Llegamos a la segunda pieza, el colectivo AntiVJ intervino algunos de los altos cactus del jardín. Fue aquí cuando nos dimos cuenta de una tensión que gobernaría todo el espectáculo, todo el viaje en realidad: la tensión entre lo orgánico y lo técnico. Ahí estaban esas luces, que provenían de lasers ocultos y que seguían el ritmo de música electrónica en el sentido más evidente de la palabra, música que nos decía a gritos que provenía de una computadora pero fue ahí cuando nos percatamos que, ocultas en ese sonido, se escuchaban criaturas; algo reptaba desde el fondo de la máquina.
Traté de escuchar qué criaturas podían sonar tan amenazantes y miré la cara algo preocupada de mi camarógrafo, aún bajo el hechizo de la luz. Nos dimos cuenta de que las criaturas estaban en los cactús, de que se los comían en una danza frenética. Abajo la tierra o el agua, los elementales testigos de una unión extraterrestre, del abrazo entre lo orgánico y lo electrónico.
Todos sonreíamos para convencernos de que todo estaba bien, de que acudíamos a un bonito espectáculo pero las luces empezaban a aparentar una vida más real de la que estábamos dispuestos a concederles.
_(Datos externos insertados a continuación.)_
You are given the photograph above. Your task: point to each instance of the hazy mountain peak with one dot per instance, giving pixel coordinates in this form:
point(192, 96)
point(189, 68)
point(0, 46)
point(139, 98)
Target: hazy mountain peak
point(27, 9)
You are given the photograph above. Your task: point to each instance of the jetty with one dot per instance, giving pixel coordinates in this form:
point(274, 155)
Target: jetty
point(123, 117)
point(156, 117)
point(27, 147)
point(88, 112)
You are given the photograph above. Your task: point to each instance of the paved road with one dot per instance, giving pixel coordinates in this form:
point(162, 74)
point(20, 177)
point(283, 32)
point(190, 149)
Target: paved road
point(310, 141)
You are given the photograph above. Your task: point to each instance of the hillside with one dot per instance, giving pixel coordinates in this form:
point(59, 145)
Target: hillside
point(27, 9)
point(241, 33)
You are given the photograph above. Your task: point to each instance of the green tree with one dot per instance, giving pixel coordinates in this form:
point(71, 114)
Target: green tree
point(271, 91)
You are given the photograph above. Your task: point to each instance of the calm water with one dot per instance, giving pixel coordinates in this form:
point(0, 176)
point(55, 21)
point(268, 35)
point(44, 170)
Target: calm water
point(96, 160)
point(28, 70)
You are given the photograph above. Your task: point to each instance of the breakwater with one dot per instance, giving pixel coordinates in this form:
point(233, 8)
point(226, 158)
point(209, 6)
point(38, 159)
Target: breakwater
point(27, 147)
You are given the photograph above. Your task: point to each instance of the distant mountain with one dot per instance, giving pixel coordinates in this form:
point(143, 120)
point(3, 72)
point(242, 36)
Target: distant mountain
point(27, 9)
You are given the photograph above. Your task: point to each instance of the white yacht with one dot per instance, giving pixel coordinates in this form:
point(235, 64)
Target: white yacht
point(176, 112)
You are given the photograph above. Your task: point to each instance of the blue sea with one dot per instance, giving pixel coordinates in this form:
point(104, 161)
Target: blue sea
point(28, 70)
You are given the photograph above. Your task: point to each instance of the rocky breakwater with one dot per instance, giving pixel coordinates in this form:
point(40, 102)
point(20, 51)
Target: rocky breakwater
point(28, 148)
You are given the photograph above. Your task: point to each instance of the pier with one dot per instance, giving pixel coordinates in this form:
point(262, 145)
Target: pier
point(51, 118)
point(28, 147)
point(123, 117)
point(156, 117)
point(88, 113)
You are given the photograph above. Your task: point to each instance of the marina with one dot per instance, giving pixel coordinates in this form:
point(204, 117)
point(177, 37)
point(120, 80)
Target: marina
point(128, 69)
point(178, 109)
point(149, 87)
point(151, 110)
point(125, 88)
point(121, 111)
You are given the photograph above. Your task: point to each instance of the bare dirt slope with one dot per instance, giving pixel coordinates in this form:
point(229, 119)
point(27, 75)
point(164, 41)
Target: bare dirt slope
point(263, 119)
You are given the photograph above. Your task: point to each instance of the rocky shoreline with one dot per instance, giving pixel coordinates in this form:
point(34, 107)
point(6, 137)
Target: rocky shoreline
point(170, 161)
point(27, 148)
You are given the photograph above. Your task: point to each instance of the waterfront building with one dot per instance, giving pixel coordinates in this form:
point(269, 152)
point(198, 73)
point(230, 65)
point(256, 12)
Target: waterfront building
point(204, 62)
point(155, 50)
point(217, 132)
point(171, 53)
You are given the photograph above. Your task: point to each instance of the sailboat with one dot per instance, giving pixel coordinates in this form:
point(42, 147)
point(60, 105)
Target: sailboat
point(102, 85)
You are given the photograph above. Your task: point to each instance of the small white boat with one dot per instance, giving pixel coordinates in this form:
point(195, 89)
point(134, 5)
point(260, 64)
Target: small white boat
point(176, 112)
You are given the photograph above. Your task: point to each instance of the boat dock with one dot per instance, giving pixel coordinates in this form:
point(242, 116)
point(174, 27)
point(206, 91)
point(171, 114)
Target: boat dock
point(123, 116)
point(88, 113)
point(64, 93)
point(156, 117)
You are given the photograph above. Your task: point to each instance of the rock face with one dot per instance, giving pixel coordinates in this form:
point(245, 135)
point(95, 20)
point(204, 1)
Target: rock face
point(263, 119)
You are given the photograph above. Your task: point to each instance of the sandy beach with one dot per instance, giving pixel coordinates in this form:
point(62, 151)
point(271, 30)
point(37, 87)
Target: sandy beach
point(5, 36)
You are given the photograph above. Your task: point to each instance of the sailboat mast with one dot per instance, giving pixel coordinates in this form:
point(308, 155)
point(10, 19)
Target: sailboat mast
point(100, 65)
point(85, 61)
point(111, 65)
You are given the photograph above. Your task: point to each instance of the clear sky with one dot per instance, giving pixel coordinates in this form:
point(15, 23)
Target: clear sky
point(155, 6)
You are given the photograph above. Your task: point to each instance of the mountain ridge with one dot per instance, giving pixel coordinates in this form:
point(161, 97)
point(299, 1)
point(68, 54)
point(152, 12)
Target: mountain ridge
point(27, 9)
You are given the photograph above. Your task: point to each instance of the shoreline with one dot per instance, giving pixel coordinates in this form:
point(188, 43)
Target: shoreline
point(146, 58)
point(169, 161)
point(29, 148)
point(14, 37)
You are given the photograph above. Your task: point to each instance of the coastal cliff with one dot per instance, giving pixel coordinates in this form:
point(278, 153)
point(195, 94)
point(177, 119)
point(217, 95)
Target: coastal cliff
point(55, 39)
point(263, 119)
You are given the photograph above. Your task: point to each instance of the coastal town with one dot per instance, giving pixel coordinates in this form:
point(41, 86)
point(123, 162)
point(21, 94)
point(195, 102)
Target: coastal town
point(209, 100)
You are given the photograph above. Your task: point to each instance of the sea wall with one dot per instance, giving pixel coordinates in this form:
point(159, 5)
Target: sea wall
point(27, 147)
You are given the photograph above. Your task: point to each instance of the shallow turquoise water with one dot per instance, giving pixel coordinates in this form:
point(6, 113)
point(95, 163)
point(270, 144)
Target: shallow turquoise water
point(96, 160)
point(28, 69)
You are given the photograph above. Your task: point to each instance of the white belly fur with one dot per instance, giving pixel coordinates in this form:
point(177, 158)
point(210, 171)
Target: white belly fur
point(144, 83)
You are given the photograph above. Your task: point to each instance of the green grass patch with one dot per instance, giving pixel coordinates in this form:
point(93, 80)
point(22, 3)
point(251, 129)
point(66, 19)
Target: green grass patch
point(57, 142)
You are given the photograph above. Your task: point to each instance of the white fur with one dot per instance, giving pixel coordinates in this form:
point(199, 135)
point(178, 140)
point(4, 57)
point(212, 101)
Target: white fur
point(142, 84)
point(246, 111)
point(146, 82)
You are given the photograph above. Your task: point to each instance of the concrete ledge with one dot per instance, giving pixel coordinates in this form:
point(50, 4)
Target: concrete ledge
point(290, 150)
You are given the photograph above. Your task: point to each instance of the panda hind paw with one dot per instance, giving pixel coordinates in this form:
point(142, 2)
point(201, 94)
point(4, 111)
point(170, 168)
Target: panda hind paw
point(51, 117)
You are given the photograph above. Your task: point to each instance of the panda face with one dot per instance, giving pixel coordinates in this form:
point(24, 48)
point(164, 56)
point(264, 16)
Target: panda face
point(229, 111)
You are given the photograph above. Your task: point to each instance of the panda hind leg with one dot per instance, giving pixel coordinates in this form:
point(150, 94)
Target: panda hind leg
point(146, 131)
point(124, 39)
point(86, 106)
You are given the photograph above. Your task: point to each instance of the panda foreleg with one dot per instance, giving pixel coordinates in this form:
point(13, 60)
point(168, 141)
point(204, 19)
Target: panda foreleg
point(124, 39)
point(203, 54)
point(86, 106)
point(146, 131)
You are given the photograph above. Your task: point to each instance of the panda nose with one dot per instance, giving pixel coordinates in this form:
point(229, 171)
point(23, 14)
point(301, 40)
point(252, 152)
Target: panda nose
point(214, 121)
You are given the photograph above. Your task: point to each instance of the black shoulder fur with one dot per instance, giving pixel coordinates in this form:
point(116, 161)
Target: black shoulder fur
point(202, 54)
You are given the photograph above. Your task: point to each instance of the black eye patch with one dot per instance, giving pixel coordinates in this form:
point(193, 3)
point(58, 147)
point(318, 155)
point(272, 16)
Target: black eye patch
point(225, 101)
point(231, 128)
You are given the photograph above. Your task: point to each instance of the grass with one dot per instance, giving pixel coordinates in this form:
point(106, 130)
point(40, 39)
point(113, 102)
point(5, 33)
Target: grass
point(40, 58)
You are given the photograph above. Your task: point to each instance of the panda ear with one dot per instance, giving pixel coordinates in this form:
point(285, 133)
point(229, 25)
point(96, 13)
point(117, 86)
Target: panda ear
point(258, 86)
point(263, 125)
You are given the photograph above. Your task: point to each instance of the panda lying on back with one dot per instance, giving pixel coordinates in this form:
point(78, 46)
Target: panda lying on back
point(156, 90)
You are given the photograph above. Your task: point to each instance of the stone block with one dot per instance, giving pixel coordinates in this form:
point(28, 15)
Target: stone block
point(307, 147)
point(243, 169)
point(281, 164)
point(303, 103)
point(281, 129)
Parecía que los grandes cactus se reían de nosotros, de nuestra cara de susto por el rito alienígena que presenciábamos.
No recuerdo bien si pasó un día, el mezcal y las experiencias ultraterrenas son mejores amigos. El caso es que, mientras el camarógrafo insistía (algo indeciso) en que había pasado ya un día, el siguiente evento comenzó.
Las obras de los artistas mexicanos se proyectaban ya en las paredes del recinto. Rendidos en el suelo, el público fue presa primero de visiones terribles en donde cienpiés gigantes entraban en las ventanas de piedra del edificio, para dar paso a un desfile surreal. Bocas y ojos era lo único que nos parecía conocido, apenas y lográbamos enfocar la mirada en alguna de estas criaturas tratando de grabar en la mirada todos sus coloridos detalles, otra vez habíamos caído en el hechizo.
Finalmente, ya entregados a ese otro mundo, en el centro que formábamos, una bola de espejos comenzó a brillar. Espejos que eran ojos mirándonos con la luz de su mirada: otra máquina animal hecha de plumas y ojos pero espejos y metal. Supe que ésa era una nave nodriza definitivamente, un transporte a otro lugar y justo cuando me convencí de que era inútil luchar, las luces se apagaron y otra vez estábamos en la tierra. Apenas en un segundo, volvimos de un viaje cuya duración, como la de las borracheras, nunca podrá ser medido.
Salimos del jardín el camarógrafo y yo, sonriendo nerviosos, avergonzados de dejarnos afectar tanto por un simple espectáculo. ¿Todo bien? Le pregunté, como me imagino preguntan los que han sido intervenidos y saben que ya nada será igual. Sí, me respondió él, confirmando que no, que nada sería igual.